IITA looks to spur cassava sector growth in Zambia as it hands over processing center to national partner
IITA, through its “Support to Agricultural Research for Development of Strategic Crops in Africa” (SARD-SC) project funded by the African Development Bank (AfDB), turned over a modern cassava processing center to its national partner, the Zambia Agriculture Research Institute (ZARI), on 12 April in Mansa, Luapula Province, some 800 km north of the capital Lusaka.
The processing center is part of the project’s commitment to support ZARI in developing the country’s cassava industry.
The cassava processing center is equipped with a mechanized cassava grater, presser, firewood-fuelled fryer, sieving machine, and high-capacity milling machine. It also has an office, workers’ washroom, loading and drying dock, and cassava washing bay. The center can process 5 tons of fresh roots daily into chips and high-quality cassava flour (HQCF), among other products. The cost of building and equipping the center was about 1.2 million Zambian Kwacha (US$120,000).
The handover and commissioning event was attended by representatives of IITA, ZARI, AfDB, and the provincial government, as well as by cassava farmers, farmers’ associations, and the media. Rody Chakaba, Mansa District Commissioner, gave the keynote address.
Pheneas Ntawuruhunga, cassava breeder based at IITA’s southern Africa Hub in Lusaka, Zambia, and representing the Institute, said that the construction and handover of the Mansa cassava processing center “is one of the key outputs of the SARD-SC project that will empower ZARI to conduct cassava-based capacity building and livelihood activities to benefit smallholder farmers, especially the women and the youth, by making available machinery and equipment for training on and producing value-added products.”
“Later you will see and sample some of the food products that could be produced from this center, which have been prepared by local women and members of the Zambia IITA Youth Agripreneurs,” he explained.
Lewis Bangwe, AfDB representative, added that the establishment of the processing center “is aimed at helping address some of the gaps in agriculture in Zambia: the lack of crop processing infrastructure, weak capacity in practical areas of agricultural research, and non-interest/non-participation of youth in agricultural activities.
The Bank is proud to be associated with IITA and ZARI, which are partnering to implement SARD-SC that is helping to develop the cassava sector in the country. This center is a concrete manifestation of the Bank’s commitment to help improve the plight of Zambian smallholder farmers,” Bangwe added.
“I would also like to emphasize that this is part of our efforts to make agriculture attractive to our Zambian youth by demonstrating that money could indeed be made from cassava.”

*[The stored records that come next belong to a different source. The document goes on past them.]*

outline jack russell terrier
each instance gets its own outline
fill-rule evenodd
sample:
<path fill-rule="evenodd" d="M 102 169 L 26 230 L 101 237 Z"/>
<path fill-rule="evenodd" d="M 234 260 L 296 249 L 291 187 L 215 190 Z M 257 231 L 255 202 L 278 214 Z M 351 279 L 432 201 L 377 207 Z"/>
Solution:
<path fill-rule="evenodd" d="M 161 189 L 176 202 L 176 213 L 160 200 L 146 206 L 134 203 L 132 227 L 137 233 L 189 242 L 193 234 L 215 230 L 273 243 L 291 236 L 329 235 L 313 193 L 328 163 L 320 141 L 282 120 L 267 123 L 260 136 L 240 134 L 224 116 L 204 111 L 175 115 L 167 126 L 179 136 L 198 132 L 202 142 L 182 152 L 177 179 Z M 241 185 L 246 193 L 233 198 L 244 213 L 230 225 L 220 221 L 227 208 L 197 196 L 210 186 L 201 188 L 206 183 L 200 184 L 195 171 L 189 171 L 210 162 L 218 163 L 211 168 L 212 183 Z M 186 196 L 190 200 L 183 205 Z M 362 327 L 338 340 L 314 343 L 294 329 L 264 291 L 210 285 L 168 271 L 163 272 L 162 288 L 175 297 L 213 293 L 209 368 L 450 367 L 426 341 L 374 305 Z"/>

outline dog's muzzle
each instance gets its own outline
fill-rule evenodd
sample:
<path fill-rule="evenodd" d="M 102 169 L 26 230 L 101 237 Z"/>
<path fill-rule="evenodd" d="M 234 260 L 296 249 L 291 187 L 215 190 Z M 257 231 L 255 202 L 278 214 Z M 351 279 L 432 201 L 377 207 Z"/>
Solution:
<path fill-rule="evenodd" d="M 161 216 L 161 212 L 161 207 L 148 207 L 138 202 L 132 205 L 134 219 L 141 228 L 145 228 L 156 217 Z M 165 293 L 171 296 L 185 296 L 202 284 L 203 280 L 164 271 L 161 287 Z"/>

Monde Zulu, Deputy Director of ZARI, indicated that “ZARI will use this facility to conduct training among farmers and youth on processing cassava to produce high-value products such as HQCF, which in turn can be used to make food products such as biscuits, titbits, and cakes. These could then be additional sources of income for farmers, and more importantly, stimulate the demand for cassava and spur the growth of the sector in Mansa and northern Zambia.”

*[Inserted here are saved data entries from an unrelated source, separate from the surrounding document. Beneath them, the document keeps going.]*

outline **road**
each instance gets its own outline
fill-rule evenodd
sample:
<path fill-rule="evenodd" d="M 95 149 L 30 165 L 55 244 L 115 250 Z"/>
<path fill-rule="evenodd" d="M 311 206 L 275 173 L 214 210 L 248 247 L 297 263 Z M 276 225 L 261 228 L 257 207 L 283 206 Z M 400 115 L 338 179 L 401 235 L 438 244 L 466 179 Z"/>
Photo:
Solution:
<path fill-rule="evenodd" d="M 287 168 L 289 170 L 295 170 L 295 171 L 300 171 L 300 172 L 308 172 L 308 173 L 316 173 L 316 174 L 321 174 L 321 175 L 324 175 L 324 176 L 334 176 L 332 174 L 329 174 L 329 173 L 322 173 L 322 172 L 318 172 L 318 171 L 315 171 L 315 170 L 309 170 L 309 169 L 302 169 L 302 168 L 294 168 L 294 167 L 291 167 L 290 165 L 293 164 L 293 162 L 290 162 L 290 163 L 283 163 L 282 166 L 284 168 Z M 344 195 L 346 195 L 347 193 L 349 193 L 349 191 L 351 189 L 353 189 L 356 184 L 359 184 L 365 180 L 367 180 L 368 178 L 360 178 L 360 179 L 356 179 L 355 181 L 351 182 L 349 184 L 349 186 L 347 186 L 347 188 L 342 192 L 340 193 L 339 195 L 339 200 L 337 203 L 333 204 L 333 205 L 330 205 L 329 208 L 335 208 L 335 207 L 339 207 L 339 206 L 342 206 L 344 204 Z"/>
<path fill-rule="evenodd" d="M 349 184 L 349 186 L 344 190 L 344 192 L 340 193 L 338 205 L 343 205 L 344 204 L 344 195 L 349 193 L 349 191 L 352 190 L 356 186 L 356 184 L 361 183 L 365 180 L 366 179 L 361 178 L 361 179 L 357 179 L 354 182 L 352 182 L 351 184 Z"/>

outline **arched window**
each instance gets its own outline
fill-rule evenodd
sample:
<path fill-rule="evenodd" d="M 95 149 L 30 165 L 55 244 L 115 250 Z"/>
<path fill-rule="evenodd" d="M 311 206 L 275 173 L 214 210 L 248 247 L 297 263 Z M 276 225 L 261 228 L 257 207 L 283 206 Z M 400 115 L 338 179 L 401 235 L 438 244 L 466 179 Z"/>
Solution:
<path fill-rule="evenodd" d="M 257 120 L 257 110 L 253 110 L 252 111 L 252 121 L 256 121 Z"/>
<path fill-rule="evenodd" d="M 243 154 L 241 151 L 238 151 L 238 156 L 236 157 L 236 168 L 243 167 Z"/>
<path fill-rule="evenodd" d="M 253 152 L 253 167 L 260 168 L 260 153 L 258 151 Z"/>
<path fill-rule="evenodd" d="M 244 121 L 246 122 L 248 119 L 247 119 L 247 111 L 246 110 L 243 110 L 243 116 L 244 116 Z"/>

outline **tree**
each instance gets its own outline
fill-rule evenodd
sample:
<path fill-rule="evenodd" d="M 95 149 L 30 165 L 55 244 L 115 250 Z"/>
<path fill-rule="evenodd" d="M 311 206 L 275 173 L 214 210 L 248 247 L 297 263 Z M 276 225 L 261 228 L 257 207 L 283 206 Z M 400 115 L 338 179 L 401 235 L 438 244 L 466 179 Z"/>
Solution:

District Commissioner Chakaba, in his address, said “I am honored to give the keynote address at this important event and to officially inaugurate this cassava processing center. As ZARI and IITA find more ways for our farmers to produce more cassava, I am happy to note that both institutions have also not lost sight of the importance of adding value to the crop through processing.”
“I also thank the AfDB for supporting this initiative. Farmers cannot continue to be just raw material suppliers and expect their plight to improve. For farmers to move forward—and for our youth to take over agriculture from us old people—we need to show that better income could be realized by processing cassava into high-value products. This is what this facility is for,” he added.
“This facility symbolizes the livelihoods potential of cassava and the people that depend on it…I officially declare this center open,” he concluded.